This post first appeared on RightAboutMoney.com
Are the Great Recession’s wounds really healed?
You might think so; given recent jobs data and indications that the Fed is about to boost interest rates again. Another encouraging sign is rising credit scores in the U.S.
Yet these signals stir as many questions as they do answers, especially as they relate to credit. U.S. consumer credit scores hit an average of 700 this spring, highest in a dozen years. Good news, right? Or is it fake news?
At least part of the story is that enough time has passed since the financial crisis that home foreclosures and personal bankruptcies are falling off American credit reports. More than six million U.S. adults will have personal bankruptcies disappear from their record over the next five years, according to a Barclays report.
That means consumers that had been sidelined from buying with credit will be able to get back in the game—but not necessarily because they learned anything. The rising credit scores are a result of having been denied credit for a decade.
Everyone deserves another chance. So it’s great that consumers are getting some breathing room. But have they learned how to delay gratification? How financially literate have they become while waiting for their poor credit history to clear?
The Wall Street Journal reports that many of those denied credit due to personal bankruptcy turned to cash for most expenses and held back on big-ticket purchases. Did that cooling off period teach them new habits?
These are questions every financial educator should ask of the adults in their programs. As credit becomes easier, it is time to double down on financial education to avoid a repeat crisis.
For now, mortgages remain tightly monitored.
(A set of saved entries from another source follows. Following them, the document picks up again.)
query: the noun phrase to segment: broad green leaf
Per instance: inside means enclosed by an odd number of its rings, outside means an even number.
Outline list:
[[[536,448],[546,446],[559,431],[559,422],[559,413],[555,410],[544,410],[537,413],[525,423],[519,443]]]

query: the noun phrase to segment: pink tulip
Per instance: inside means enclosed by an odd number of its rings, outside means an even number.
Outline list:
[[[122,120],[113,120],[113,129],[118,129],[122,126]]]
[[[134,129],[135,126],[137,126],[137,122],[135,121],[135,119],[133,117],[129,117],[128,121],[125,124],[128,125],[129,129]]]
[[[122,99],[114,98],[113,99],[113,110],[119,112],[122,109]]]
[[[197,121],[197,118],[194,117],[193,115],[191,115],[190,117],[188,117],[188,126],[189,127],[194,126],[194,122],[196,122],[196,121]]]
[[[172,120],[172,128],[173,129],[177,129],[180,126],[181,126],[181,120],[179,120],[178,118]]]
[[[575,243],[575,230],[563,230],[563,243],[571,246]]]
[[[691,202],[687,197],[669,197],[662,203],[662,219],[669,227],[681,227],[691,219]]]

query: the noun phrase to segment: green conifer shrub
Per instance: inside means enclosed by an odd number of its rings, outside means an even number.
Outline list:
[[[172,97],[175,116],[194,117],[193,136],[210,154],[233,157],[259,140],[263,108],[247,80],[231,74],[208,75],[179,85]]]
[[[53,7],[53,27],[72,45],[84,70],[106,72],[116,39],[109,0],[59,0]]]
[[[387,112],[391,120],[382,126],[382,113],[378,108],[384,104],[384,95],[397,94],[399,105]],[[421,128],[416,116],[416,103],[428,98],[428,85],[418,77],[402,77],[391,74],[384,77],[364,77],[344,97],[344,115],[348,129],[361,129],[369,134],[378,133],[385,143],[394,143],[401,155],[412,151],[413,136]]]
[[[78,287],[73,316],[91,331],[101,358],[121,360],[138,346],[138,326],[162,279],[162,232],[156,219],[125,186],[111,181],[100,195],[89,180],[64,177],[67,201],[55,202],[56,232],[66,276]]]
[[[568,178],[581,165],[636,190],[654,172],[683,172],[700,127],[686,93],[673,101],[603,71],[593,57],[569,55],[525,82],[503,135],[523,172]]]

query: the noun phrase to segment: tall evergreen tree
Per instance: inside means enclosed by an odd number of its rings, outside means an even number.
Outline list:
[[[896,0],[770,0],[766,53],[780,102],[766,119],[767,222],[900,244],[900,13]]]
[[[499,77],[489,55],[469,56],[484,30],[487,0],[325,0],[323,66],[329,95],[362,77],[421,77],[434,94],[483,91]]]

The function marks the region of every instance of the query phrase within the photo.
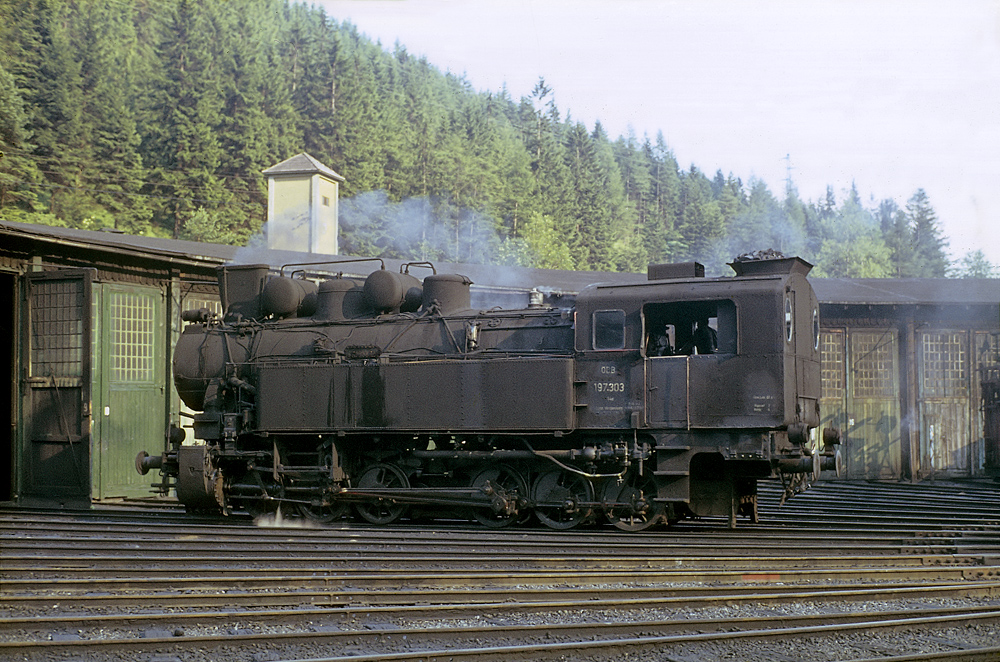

But with credit cards there is less of a safety net. According to the WSJ story, Geoffrey Page, 59, of Rockford, Ill., said that when his mortgage default fell off his credit reports he began to receive credit card and personal loan solicitations almost immediately.
Page says he can’t wait to chuck his personal cash economy and enjoy the flexibility of buying on credit again. He wants to buy a house again too. Good for him. Good for the economy. But only time will tell if the credit lessons of the Great Recession will have lasting value. Now may be a good time for teachers and others to revisit those lessons.